Dünya Afrin’de ve İdlip’te yağmanın, göçün, şeriatın, katliamların fotoğraflarını gördü. Partisinin tezkere tutumunu savunan Kılıçdaroğlu’nun hangi fotoğrafları gördüğü, bölgede verilen “olağanüstü güzel hizmetler” diye neyi kastettiği merak konusu
CHP lideri Kemal Kılıçdaroğlu, gazetecilerle yaptığı bir toplantıda partisinin tezkere konusundaki tutumu ile ilgili olarak, Cumhuriyet’ten Mahmut Lıcalı’nın aktarımına göre şöyle konuştu:
“Tezkereye ‘evet’ dememiz doğru politikaydı. Biz, Saray hükümetinin bilmediği pek çok gerçeği biliyoruz. İdlip’te, Afrin’de sivil toplum örgütleri var ve bunların harcamalarının büyük bir kısmı AB tarafından fonlanıyor. Orada Suriye halkına olağanüstü güzel hizmetler götürüyorlar. Fotoğraflarını gördüm, bana bilgi verildi. Şimdi eğer askerlerimiz çekilseydi, bu hizmetlerin tamamı yok olacaktı.”
TSK ve AKP destekli cihatçılar tarafından ele geçirildikten sonra Afrin’de ve İdlip’te yaşananları yansıtan ve bütün dünyanın gördüğü, bildiği bazı simgesel fotoğraflar var. Kılıçdaroğlu bunların hangisini olağanüstü güzel hizmet olarak övüyor ve yok olmasından endişe duyuyor merak konusu.

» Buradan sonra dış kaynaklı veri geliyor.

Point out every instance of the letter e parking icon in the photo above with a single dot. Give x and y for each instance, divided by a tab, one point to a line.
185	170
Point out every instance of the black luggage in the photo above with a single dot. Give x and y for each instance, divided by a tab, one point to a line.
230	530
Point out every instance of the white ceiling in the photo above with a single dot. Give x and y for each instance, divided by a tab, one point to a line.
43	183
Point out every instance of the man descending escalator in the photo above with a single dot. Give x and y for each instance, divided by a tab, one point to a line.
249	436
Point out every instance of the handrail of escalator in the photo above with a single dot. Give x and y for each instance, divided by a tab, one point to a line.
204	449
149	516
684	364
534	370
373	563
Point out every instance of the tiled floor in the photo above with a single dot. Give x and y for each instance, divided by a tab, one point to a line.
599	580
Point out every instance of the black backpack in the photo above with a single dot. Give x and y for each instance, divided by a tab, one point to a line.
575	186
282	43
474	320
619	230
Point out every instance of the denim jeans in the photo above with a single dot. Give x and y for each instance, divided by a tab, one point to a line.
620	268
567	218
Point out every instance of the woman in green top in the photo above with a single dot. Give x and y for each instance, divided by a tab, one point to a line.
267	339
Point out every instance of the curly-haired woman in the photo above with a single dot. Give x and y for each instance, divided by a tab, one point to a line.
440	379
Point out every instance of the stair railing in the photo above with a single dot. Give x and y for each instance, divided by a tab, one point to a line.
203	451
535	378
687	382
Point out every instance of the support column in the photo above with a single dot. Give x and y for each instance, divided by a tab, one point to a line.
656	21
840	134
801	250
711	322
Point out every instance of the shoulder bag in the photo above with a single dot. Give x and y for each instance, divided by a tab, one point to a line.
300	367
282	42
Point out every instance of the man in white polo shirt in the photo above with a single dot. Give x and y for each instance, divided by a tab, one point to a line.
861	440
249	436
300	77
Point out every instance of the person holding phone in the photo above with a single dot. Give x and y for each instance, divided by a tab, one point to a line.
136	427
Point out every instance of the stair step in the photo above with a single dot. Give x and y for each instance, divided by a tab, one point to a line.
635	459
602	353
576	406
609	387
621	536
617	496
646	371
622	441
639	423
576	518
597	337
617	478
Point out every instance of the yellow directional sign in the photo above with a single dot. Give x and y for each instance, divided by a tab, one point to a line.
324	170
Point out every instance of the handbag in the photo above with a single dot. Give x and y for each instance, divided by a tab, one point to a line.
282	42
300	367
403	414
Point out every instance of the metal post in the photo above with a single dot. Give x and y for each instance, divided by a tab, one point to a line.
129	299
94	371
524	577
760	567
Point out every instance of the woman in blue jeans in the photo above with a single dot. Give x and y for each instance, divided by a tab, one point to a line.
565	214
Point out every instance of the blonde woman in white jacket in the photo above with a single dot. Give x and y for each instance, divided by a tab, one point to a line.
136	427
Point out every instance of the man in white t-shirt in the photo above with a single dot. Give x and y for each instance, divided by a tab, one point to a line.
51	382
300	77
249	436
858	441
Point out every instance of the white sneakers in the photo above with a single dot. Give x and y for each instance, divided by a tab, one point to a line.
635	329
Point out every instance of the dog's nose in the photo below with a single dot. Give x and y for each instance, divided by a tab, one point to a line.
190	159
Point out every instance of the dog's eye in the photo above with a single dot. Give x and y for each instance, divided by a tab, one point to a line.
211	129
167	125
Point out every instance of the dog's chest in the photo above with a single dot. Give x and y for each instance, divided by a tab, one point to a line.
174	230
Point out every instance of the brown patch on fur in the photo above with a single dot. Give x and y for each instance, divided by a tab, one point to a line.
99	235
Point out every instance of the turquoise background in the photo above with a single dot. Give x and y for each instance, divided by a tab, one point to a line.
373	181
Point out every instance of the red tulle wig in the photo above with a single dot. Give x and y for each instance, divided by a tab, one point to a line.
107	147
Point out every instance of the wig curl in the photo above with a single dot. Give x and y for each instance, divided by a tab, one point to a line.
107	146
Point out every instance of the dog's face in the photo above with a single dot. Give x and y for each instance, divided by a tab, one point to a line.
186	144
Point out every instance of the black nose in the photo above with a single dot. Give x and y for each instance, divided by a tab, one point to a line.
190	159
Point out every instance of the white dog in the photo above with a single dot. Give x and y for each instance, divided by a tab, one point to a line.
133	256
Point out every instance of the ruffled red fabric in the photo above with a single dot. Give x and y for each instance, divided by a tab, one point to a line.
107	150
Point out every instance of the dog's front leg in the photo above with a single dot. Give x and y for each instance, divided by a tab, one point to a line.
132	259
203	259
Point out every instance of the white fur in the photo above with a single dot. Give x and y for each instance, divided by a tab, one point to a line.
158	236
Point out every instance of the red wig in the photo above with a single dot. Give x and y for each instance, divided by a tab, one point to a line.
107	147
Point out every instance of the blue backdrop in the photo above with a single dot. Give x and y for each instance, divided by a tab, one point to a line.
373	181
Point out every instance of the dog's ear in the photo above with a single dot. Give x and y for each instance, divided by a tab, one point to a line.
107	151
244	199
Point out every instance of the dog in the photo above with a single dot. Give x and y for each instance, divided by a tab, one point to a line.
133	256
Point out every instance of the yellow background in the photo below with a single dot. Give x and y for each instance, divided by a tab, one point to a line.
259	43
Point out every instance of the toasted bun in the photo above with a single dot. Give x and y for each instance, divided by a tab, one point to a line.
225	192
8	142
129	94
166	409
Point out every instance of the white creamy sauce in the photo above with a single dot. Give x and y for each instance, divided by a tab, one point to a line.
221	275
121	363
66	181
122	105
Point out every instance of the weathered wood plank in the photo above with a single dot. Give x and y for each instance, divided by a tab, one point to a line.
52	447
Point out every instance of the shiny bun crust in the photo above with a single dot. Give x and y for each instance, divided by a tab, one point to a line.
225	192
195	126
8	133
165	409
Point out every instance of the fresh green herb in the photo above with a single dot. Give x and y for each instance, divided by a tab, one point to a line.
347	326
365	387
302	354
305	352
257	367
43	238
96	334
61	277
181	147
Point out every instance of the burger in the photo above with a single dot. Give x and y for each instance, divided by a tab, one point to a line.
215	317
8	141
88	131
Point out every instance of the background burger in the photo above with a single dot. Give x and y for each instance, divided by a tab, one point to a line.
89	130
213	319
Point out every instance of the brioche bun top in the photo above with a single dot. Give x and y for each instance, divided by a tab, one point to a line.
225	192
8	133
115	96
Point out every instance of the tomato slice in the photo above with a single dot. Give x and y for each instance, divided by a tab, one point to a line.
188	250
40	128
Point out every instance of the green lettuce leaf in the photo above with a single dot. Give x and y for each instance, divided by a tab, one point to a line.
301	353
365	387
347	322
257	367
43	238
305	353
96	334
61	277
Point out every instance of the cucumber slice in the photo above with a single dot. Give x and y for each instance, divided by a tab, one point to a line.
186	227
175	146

AKP destekli cihatçı gruplar 18 Mart 2018’de ele geçirdikleri Afrin’e girer girmez kenti yağmalamaya başladılar. Bu anlar AFP muhabiri Bülent Kılıç tarafından görüntülendi ve fotoğraflar bütün dünyada yankı uyandırdı. Cumhurbaşkanlığı Sözcüsü İbrahim Kalın “Görünen o ki bu olaylar yaşanmış. Bazı gruplar komutanları tarafından verilen emirlere muhtemelen uymadılar” diyerek yağma yaşandığını kabul etmek zorunda kaldı.
Cihatçılar evleri yağmaladıktan sonra kentteki heykelleri de yıktı. Yıkılanlar arasında Kürt mitolojisinde özel bir yeri olan, özgürlüğün simgesi Demirci Kawa heykeli de vardı.
Kılıçdaroğlu’nun öve öve bitiremediği hizmetleri beğenmemiş olacak 200 bini aşkın Suriyeli Afrin’den Halep kuzeyindeki Tel Rıfat’a ve ülkenin diğer bölgelerine göç etti.
Suriye laik bir devlet. YPG ya da Demokratik Suriye Güçleri kontrolündeki alanlarda da kadın haklarını güçlendiren laik bir düzen hüküm sürüyordu. TSK’nin ve AKP destekli El Kaide türevi cihatçıların girdiği bölgelerde ise şeriat kuralları uygulanıyor. Öyle ki operasyon sonrası Türkiye’den Afrin’e giren kadın muhabirler ancak örtünerek yayın yapabildi.
Şu anda TSK koruması altında bulunan İdlip’in yüzde 90’ı Türkiye’nin resmen terör örgütü olarak kabul ettiği ancak fiilen herhangi bir müdahalede bulunmadığı Heyet-i Tahrir’uş Şam (HTŞ) örgütünün kontrolünde bulunuyor.
El Kaide’nin Suriye kolu Nusra Cephesi’nin ad değiştirmiş hali olan bu örgüt sokak ortasında kadınları infaz ettiği görüntülerle hafızalarda yer etti. Nusra Cephesi üyesi cihatçılar, zina ile suçladıkları bir kadını sokak ortasında infaz etmeden önce böyle görüntülenmişti. İdlip’teki TSK gözlem noktaları, ad değiştiren bu örgütün militanlarını Rusya ve Suriye’ye karşı koruyor.
Aşağıdaki görüntü de Hatay’ın hemen yanı başından, İdlip’in Cisr’uş Şuğur kasabasına bağlı İştebrak Köyü’nden. Cihatçılar Esad destekçisi olmakla suçladıkları Arap Alevilerin yaşadığı bu köyü ele geçirdikten sonra çok sayıda kişiyi esir alıp infaz etti.
27 Nisan 2015’te gerçekleşen katliam sonrasında Türkiye’de de cihatçı örgüt sempatizanları lokum dağıttı. Şu anda Çin’in Uygur bölgesinden gelen Türkistan İslam Partisi militanlarının kaldığı köy, yine bir TSK gözlem noktası ile Suriye ordusundan korunuyor.